In remarks to heads of state at a NATO summit, Trump criticized them for what he characterized as not paying their fair share toward the mutual defense agreement.

Trump opened his remarks by offering his condolences to British Prime Minister Theresa May, who was also in attendance, over the lives lost Monday evening during a terrorist attack in Manchester, England, that left 22 dead and dozens more injured.

The president said that “the NATO of the future must include a great focus on terrorism and immigration, as well as threats from Russia and on NATO’s eastern and southern borders.”

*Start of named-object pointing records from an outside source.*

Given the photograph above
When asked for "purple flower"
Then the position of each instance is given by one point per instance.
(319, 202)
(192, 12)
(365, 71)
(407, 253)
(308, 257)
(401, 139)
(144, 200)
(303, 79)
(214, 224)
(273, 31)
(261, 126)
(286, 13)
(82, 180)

“These grave security concerns are the same reason that I have been very, very direct with Secretary [Jens] Stoltenberg and members of the Alliance in saying that NATO members must finally contribute their fair share and meet their financial obligations, for 23 of the 28 member nations are still not paying what they should be paying and what they’re supposed to be paying for their defense,” Trump said.

“This is not fair to the people and taxpayers of the United States,” he said. “And many of these nations owe massive amounts of money from past years and not paying in those past years. Over the last eight years, the United States spent more on defense than all other NATO countries combined. If all NATO members had spent just 2 percent of their GDP on defense last year, we would have had another $119 billion for our collective defense and for the financing of additional NATO reserves.”

According to ABC News, the 28 member nations in the NATO alliance — as well as Montenegro, a nation that will soon join the alliance — "will renew an old vow to move toward spending 2 percent of their gross domestic product on defense by 2024."

Only five member nations currently meet that goal: Britain, Estonia, Greece, Poland and the United States. The United States does spend more on defense than all of the other allies combined.

Trump argued that "we should recognize that with these chronic underpayments and growing threats, even 2 percent of GDP is insufficient to close the gaps in modernizing, readiness, and the size of forces."

"We have to make up for the many years lost," he said."Two percent is the bare minimum for confronting today’s very real and very vicious threats. If NATO countries made their full and complete contributions, then NATO would be even stronger than it is today, especially from the threat of terrorism."

During his visit to NATO headquarters, Trump also appeared to shove Dusko Markovic, the prime minister of Montenegro, out of his way in order to stand in front of a cluster of world leaders.”

Politico reporter Tara Palmeri tweeted that the White House said the exchange was a "casual greeting."